Considérant que M. soutient qu'une décision implicite de rejet du recours hiérarchique formé par la société Sotira contre la décision de l'inspecteur du travail en date du 18 juillet 2003 lui refusant l'autorisation de le licencier était intervenue dès le 15 janvier 2004 ; qu'il ressort, toutefois, des pièces du dossier que le recours hiérarchique a été reçu par les services du ministère de l'emploi le 17 septembre 2003 ; que le délai au terme duquel naissait une décision implicite de rejet expirait le 17 janvier 2004 en application des dispositions de l'article R.436-6 du code du travail, dans sa version issue du décret du 20 juin 2001 ; qu'ainsi, aucune décision implicite de rejet n'avait pu naître antérieurement à la date du 16 janvier 2004 ;

Considérant qu'ainsi qu'il a été dit ci-dessus, les faits reprochés doivent être regardés comme constituant des fautes suffisamment graves, de nature à justifier le licenciement de M. ; que, dès lors, le ministre des affaires sociales, du travail et de la solidarité n'a pas entaché la décision contestée d'une erreur manifeste d'appréciation ;

Considérant qu'il résulte de ce qui précède que la société Sotira est fondée à soutenir que c'est à tort que, par le jugement attaqué, le Tribunal administratif de Nantes a annulé la décision ministérielle du 16 janvier 2004 autorisant le licenciement de M. et à demander l'annulation dudit jugement ;

Sur les conclusions tendant à l'application de l'article L.761-1 du code de justice administrative :

Considérant que ces dispositions font obstacle à ce que la société Sotira, qui n'est pas la partie perdante dans la présente instance, soit condamnée à payer à M. la somme que celui-ci demande au titre des frais exposés par lui et non compris dans les dépens ; qu'en revanche, il n'y a pas lieu, dans les circonstances de l'espèce, en application de ces dispositions, de condamner M. à payer à la société Sotira la somme que celle-ci demande au titre des mêmes frais ;

DÉCIDE :

Article 1er : Le jugement du Tribunal administratif de Nantes du 3 mars 2005 est annulé.
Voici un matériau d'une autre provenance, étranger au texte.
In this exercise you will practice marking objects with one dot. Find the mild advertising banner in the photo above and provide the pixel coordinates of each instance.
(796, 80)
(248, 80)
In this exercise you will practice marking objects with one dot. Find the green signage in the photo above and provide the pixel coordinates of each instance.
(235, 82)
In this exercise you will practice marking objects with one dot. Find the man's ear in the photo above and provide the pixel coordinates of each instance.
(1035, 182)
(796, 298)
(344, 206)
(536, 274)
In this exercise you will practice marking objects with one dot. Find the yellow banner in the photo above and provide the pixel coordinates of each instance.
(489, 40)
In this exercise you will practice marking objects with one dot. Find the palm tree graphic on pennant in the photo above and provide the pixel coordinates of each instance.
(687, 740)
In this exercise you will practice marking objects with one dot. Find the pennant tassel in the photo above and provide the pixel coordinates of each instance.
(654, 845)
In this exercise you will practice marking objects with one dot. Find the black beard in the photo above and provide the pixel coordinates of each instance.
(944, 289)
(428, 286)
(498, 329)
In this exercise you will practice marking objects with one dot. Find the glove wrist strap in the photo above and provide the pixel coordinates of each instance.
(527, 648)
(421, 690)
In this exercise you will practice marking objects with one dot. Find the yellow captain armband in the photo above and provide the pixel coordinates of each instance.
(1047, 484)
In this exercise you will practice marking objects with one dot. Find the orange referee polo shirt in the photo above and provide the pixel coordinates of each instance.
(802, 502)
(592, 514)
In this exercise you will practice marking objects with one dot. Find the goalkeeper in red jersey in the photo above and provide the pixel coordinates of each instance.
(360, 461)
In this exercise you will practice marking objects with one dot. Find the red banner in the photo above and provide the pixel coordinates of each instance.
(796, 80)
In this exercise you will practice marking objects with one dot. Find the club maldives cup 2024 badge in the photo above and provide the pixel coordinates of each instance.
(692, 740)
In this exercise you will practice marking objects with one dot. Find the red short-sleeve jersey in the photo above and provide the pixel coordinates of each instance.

Article 2 : La demande présentée par M. devant le Tribunal administratif de Nantes et ses conclusions tendant au bénéfice des dispositions de l'article L.761-1 du code de justice administrative sont rejetées.

Article 3 : Les conclusions de Friquetla société anonyme Sotira tendant à l'application de l'article L.761-1 du code de justice administrative sont rejetées.

Article 4 : Le présent arrêt sera notifié à la société anonyme Sotira, à M. et au ministre de l'emploi, de la cohésion sociale et du logement.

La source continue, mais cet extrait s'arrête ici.